Ciudades que uno imagina que alguna vez fueron el caos arquitectónico del Oriente Medio y púnico y que, inesperadamente, se vieron sacudidas por el devastador terremoto de 1693 que les obligó a adoptar una nueva belleza. Una beldad influida por el patrón estilístico del barroco que arrasaba entonces en Europa. Nuevas calles fueron rediseñadas por encargo del duque de Camastra, Giuseppe Lanza, al que los españoles habían designado virrey, que ordenó alargar las avenidas y reformar las escalinatas. Las nuevas y grandes iglesias se inspiraban ahora en la gracia barroca. Ingenio y orden, espacio y aire. Un estilo espectacular, voluptuoso y sensorial que casaba a la perfección con el carácter siciliano, heterodoxo y exuberante.

La ciudad pensada como obra de arte gracias a la perspectiva monumental, a la línea recta; la ciudad ideológica, escenográfica, convertida en expresión de la realidad política; la ciudad diseñada para la exaltación del príncipe y los gobernantes, plagada de simetrías, en la que se despliegan grandes avenidas ajardinadas con iglesias de cúpulas y retablos prolijamente decorados, plazas con estatuas, fuentes y palacios cubiertos de columnas y frontones, en los que se combinan la dorada piedra del lugar y el potente sol siciliano para intercalar luces y sombras, la quintaesencia del barroco... siciliano: Caltagirone, Catania, Militello in Val di Catania, Modica, Noto, Palazzolo Acreide, Ragusa y Scicli, esencialmente.
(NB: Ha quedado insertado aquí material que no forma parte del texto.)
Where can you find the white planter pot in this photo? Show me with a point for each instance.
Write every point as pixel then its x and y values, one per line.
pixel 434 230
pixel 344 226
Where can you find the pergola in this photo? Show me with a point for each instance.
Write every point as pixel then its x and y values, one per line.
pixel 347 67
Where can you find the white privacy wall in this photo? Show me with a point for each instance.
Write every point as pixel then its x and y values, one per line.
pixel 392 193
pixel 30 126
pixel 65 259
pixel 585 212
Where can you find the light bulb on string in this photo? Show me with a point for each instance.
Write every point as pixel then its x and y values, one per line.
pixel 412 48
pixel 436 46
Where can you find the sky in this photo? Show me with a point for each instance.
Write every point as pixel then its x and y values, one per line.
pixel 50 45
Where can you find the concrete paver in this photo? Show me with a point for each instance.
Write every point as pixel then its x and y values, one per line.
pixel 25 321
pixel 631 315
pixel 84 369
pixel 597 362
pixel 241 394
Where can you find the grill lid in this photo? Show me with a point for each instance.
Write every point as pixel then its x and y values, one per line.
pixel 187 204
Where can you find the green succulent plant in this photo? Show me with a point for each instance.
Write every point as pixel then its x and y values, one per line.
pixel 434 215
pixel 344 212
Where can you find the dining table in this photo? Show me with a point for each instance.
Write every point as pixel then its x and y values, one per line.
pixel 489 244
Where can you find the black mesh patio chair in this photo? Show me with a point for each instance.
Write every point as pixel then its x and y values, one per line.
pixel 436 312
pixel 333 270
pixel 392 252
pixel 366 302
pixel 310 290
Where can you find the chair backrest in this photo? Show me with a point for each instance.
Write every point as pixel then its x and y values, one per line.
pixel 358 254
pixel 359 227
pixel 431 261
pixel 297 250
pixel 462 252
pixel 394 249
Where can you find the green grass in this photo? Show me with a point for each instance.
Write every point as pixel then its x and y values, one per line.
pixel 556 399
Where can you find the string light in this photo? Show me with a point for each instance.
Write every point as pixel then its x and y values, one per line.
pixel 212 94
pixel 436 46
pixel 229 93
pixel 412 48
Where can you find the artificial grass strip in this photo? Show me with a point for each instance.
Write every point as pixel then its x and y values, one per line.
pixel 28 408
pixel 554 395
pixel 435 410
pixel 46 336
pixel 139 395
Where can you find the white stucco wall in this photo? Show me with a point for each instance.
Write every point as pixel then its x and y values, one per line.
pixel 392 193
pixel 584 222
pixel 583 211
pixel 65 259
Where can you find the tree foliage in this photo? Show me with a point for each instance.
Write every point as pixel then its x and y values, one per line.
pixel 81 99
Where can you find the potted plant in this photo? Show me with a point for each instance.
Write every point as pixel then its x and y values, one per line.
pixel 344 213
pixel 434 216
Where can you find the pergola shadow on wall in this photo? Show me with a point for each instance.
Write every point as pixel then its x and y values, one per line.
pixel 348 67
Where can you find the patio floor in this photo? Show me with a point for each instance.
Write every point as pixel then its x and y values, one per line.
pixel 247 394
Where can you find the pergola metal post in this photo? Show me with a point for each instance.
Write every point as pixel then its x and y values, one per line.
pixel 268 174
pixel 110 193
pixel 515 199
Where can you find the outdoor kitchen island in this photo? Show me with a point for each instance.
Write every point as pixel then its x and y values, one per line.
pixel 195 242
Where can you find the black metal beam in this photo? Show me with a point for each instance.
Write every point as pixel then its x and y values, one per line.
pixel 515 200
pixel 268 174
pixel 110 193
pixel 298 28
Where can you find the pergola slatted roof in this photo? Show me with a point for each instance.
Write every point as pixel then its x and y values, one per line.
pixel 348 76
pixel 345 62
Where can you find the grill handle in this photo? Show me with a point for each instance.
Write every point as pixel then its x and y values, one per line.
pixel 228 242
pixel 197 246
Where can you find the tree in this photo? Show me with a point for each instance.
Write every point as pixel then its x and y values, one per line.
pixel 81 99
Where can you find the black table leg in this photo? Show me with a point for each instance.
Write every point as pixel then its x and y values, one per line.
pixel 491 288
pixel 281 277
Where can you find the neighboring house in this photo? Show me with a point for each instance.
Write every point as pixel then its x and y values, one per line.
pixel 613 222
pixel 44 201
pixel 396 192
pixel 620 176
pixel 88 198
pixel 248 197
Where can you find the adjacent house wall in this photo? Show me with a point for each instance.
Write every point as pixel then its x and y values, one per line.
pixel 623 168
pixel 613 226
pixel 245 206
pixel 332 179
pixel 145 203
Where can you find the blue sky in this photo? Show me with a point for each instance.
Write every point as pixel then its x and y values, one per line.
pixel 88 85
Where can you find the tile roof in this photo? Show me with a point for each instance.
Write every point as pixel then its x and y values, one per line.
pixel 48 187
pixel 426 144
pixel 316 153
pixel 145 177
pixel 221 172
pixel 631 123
Todo ello es Sicilia, pero también lo es el castillo normando de Erice, un nido de águilas codiciado por griegos y fenicios, como lo son las sarde in beccaficco (sardinas empanadas rellenas de piñones y pasas) o los mejores cannoli (cañas de masa frita con vino Marsala, rellenas de crema de queso ricota) del mundo.

Y qué decir de la fascinante mole del Etna, dominando la costa este de la isla desde todos los ángulos. Vigilante perpetuo del horizonte que dibujan los bulevares de Catania, antorcha del escenario del teatro de Taormina, manantial inagotable de ocio al aire libre, volcánico y fértil nutriente de una agricultura milenaria.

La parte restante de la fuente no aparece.